Did they remove attestation? The blog implies they didn't when it says: "a security key ... fail to register ... since the IDP rejected the device attestation." What they removed was a browser API that allowed the IDP to filter the available passkeys, so they could tell the user which of the available keys they would accept before they tried to enrol it.
I gather attestation is rarely used by IDP's. That makes sense - why force a low security web site like a forum to keep a list of acceptable token models. However some sites like banks and my Federal Government absolutely need guarantees on how well the secrets are managed. Without it, they will remain with their current "roll their own" solutions. Providing an API that lets their web page say "no we won't accept your North Korean made phone as an authenticator" seems perfectly reasonable to me. That would be the API that Chrome refused to implement.
Attestation is still in the standard, and some vendors support it.
However, Apple removed it from their Keychain-synced keys: https://x.com/rmondello/status/1545085197250482176 and this effectively means that most sites will be forced to deal with non-device-bound keys.
Banks can still require device-bound keys, just like they do now. But this effectively makes it impossible to sync these keys across devices.

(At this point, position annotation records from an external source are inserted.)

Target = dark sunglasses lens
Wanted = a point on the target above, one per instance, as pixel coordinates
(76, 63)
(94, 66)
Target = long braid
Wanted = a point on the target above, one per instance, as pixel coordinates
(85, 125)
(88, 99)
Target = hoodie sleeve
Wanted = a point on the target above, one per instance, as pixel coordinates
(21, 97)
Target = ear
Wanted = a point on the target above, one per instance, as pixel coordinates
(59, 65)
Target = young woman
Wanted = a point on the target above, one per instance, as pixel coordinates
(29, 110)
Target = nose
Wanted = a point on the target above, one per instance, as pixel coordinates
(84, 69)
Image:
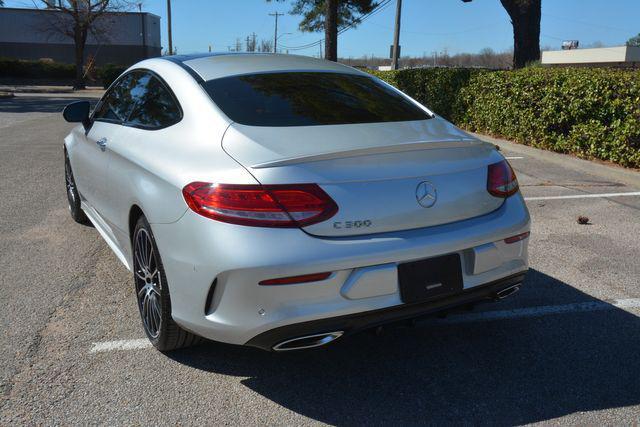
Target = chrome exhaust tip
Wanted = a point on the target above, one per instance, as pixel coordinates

You'll have to use the same hardware token every time, and if you lose it, then you have to re-enroll the keys on every site.
> this effectively means that most sites will be forced to deal with non-device-bound keys.

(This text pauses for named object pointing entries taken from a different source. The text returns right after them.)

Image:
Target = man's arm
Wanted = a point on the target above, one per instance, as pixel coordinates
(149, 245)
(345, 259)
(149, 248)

Right. Because a non-device bound key means you are now trusting not just the device, but the management of those keys, how they are moved between devices, and what devices the manager of the keys allows them to be stored on. Some parties are going to better at that management than others. For example you might trust Google but not Bitwarden.
I gather from what you say attestation doesn't of a passkey doesn't include about information about who is managing it. If true, I can just generate my own passkeys, store them in plane text on my laptop and manage them with a home grown shell script and copy them to any device I please. Maybe someone can write a Firefox extension that does all that for me. Have it auto sync between my devices, put a long enough password on it, and I could replace Bitwarden with it.
Them being phishing resistant I guess means they are still an improvement on passwords, but my they are a major compromise on the original WebAuthn vision.
> If true, I can just generate my own passkeys, store them in plane text on my laptop and manage them with a home grown shell script and copy them to any device I please.
https://keepassxc.org/
Recently switched over from a premium Bitwarden account to it. Import from Bitwarden was a breeze.
Note that KeepassXC only writes to a local encrypted db file. Syncing that across devices is left to you. I used Syncthing for that.